A 22-year-old homeless man arrested Friday is accused of forging his father’s name on a credit card application and running up $18,000 in charges in Las Vegas.
According to court documents, David Terrance Wilson used more than $18,000 of the $20,000 limit within the first four days of activating the card, mostly in Las Vegas, before his father could cancel the card.
David Wilson came to the Law and Justice Center with his mother Friday afternoon to confess to that crime and several others involving forging his father’s signature.
Wilson reportedly applied for a student loan, forging his father’s signature as a co-signer. He received $2,000 of the loan, which he admitted he had no intention of using for tuition.
A Bozeman bank also reported that Wilson wrote 62 checks on his father’s closed business account, totaling more than $5,666.
Wilson’s father also said his son stole another checkbook and wrote himself a $1,000 check.
Between February and April, Wilson is accused of stealing nearly $30,000. He also wrote checks from his own closed account and from another of his father’s closed bank accounts.
Wilson told investigators he used the money to support his methamphetamine and cocaine addictions.

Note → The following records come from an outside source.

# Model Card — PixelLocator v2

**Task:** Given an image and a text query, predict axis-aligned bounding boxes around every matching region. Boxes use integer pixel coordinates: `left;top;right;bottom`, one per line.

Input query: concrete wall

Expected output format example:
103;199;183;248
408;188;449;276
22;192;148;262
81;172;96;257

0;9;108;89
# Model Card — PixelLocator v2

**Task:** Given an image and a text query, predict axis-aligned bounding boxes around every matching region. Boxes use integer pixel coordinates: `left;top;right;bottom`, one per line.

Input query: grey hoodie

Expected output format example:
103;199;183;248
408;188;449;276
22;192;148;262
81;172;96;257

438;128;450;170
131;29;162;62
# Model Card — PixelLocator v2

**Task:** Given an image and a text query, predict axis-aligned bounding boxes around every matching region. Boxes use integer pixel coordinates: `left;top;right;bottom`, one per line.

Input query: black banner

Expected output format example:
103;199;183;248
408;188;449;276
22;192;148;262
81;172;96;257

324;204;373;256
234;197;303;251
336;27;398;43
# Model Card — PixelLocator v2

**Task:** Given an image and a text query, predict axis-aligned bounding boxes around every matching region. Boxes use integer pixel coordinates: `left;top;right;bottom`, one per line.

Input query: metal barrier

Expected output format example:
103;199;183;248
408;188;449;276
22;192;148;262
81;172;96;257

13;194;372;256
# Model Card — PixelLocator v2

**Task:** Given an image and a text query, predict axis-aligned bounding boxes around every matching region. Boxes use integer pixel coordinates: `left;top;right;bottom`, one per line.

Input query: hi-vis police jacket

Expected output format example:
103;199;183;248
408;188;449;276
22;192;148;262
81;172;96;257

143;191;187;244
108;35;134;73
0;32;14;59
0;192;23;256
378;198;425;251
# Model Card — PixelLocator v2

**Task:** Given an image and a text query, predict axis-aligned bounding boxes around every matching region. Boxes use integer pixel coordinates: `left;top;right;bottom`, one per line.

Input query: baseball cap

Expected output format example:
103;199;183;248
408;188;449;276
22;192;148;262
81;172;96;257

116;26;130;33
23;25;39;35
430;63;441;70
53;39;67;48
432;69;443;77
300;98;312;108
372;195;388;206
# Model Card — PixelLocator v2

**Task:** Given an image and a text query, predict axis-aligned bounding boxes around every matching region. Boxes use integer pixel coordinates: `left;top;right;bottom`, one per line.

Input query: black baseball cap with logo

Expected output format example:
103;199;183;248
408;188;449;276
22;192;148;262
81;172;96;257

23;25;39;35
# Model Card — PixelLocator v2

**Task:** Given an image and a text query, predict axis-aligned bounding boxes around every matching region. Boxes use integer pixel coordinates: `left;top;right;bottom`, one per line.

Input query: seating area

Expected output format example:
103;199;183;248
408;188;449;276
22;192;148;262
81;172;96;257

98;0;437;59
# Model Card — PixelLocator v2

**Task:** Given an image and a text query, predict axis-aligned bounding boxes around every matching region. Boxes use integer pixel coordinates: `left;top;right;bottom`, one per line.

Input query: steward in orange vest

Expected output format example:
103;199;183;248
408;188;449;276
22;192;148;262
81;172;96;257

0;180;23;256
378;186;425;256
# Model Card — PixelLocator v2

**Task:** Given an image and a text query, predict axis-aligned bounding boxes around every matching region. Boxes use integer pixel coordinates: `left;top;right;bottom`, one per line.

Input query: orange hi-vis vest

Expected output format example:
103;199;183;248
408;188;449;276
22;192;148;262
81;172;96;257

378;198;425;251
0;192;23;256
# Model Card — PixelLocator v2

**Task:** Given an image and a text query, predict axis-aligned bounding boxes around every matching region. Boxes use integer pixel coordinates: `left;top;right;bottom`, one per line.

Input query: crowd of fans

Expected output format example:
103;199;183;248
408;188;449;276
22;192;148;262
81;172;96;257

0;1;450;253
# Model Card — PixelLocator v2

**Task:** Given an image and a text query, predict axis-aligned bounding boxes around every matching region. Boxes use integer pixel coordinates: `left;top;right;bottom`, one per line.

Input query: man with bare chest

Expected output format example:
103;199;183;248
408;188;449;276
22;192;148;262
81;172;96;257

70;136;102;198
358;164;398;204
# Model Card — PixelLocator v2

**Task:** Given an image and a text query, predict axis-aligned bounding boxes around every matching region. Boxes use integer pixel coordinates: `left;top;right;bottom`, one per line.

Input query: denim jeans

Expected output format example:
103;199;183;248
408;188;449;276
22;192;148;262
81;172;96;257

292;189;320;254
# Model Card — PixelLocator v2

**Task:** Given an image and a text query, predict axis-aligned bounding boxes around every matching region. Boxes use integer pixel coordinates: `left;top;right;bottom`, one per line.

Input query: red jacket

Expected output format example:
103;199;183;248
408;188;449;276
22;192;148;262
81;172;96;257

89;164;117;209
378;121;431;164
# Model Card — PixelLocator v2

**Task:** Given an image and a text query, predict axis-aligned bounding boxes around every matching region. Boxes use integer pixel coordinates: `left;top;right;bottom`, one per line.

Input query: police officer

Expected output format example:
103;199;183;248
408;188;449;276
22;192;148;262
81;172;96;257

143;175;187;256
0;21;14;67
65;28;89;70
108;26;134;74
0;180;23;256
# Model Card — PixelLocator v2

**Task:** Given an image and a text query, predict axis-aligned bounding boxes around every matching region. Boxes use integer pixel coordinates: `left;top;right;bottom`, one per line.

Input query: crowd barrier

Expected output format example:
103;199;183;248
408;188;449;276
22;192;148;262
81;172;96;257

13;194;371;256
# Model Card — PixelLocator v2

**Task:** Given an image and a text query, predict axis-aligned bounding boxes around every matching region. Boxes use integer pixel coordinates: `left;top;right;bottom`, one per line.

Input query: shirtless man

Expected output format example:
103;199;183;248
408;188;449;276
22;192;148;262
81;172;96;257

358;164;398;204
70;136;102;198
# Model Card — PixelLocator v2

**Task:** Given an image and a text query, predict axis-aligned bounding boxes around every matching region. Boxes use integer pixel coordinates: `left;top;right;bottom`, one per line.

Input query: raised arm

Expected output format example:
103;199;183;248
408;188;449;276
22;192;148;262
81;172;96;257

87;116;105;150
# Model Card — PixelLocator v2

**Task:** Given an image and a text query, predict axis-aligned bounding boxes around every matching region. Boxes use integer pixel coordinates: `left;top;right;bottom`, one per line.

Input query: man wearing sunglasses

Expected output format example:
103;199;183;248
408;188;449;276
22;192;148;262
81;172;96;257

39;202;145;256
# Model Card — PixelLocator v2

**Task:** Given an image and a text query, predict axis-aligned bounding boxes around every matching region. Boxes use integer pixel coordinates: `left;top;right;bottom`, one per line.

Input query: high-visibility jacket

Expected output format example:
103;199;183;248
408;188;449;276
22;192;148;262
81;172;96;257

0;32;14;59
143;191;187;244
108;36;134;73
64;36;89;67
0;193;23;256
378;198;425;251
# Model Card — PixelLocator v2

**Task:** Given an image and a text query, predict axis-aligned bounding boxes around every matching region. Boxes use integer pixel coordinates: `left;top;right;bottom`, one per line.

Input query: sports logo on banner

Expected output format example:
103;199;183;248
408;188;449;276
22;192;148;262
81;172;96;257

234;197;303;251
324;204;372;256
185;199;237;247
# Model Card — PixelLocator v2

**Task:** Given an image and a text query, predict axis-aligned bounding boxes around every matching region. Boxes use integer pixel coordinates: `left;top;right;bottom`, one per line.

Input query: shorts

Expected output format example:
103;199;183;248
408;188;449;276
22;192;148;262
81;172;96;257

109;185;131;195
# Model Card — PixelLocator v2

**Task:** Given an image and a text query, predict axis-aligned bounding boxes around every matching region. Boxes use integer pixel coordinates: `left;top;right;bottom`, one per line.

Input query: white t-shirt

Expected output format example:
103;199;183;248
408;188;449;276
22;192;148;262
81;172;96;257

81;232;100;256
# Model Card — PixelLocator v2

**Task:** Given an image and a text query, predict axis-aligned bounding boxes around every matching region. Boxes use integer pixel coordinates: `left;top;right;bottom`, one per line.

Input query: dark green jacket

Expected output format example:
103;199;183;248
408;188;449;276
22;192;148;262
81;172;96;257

He said he turned himself in and confessed because he knew the only place he could stay sober was in jail.
Wilson was charged with forgery, burglary, deceptive practices and issuing bad checks — all felonies.
In Gallatin County Justice Court Monday, Deputy County Attorney Erin Murphy asked Justice of the Peace Bryan Adams to set Wilson’s bail at $10,000.
And although defense attorney Annie DeWolf said all of Wilson’s crimes are “related to his drug-seeking behavior,” Wilson turned himself in and confessed. She asked Adams to set bail at $2,000.
“I’d like to start to make right all the wrongs that I’ve done, your honor,” Wilson added.
Given Wilson’s ties to the community, that he has a job lined up with a roofing company and is attending treatment programs, Adams agreed to the $2,000 bond.
“I would rather see him as a productive member of society,” he said. “Hopefully, you’re going to get these things resolved.”